Ilitch alude a atitude do doutor com a sua própria ante os seus acusados e subordinados no tribunal, e vê que ele mesmo usou, abusou e se lambuzou na sanha dos pequenos poderes. Em casa, sua esposa e Liza, sua filha, já o viam como estorvo enquanto suas capacidades físicas iam piorando. Amigos como o ambicioso jovem Schwartz ou o bitolado Shebek só o podiam consolar no carteado, sua paixão e escape desde sempre, mas mesmo o prazer do baralho lhe estava sendo tirado pela gradual fragilidade de seus membros. Cada vez mais o grande jurista sentia-se um peso morto aos que o cercavam, encaminhando-se para uma morte a solo. A solo não, mas com a doença doída que o acompanhava e latejava a cada momento de angústia. O pavor do inevitável que se acercava era tocado como alarme pela moléstia que o acometia.


“Ivan Ilitch passava agora a maior parte do seu tempo nessas tentativas de reencontrar a antiga proteção mental que mantinha a morte fora de sua vista.” (capítulo 6, página 65). É nesse diálogo que autor e personagem se encontram para comprovar o quão solitário é o homem no nascimento e ao morrer. Tolstói mostra-nos como Ivan se negava a entender essa lógica, tão aplicável a todos (inclusive àqueles insensíveis ao seu sofrimento), menos a ele. Aos poucos, o imbatível Golovin vai sentindo (apavorado) sua iminente sina. Olhando para dentro de si, física e espiritualmente. Perguntando se havia vivido bem e verdadeiramente. Eis o ponto nevrálgico em que o leitor é invitado com sutileza a refletir sobre o que valeu e vale, de fato, a pena viver.

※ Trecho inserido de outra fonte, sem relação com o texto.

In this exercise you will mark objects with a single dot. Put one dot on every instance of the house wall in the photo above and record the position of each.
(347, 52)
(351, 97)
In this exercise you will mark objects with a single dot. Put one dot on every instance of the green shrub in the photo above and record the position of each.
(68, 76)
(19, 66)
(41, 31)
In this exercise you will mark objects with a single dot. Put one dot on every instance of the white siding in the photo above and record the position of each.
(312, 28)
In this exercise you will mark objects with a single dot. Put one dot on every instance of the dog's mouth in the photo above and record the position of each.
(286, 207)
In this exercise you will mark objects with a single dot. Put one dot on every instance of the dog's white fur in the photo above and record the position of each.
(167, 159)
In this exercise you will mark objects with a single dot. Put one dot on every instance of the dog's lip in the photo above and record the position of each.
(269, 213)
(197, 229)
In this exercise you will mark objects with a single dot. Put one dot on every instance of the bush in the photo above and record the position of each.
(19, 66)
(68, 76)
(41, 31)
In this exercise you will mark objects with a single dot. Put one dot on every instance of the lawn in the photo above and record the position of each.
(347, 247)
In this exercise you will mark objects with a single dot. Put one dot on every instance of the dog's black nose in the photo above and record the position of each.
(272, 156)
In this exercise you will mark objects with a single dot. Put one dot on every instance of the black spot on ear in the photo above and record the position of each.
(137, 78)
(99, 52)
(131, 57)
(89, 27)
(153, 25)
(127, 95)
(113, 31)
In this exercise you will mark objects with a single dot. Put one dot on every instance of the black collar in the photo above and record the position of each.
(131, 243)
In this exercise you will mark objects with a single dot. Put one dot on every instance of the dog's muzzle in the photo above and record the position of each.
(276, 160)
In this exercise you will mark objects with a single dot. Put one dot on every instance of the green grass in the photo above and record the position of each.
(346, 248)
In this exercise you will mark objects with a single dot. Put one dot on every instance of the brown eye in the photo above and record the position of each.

O calvário do é arrefecido somente pelo amor do filho Volodya e a alma prestativa, pura e sincera de Gerassim, seu mordomo camponês. Este o trata com a dignidade honesta de um moribundo quando todos os outros a seu redor hipocritamente fingem não saber do breve destino que o aguarda, tratando-o como estorvo às suas felicidades mesquinhas. A relação entre ambos, patrão e empregado, é tocante e ao mesmo tempo pede um pensar sobre toda a fragilidade e carência infantil que nos acompanha durante toda a vida a despeito da encenação fria do contrato social. Este é provavelmente o espírito que a magnificamente simples Morte de Ivan Ilitch quer nos transmitir, sendo ela um ensaio sobre um grito de alerta de um existir pouco sentido.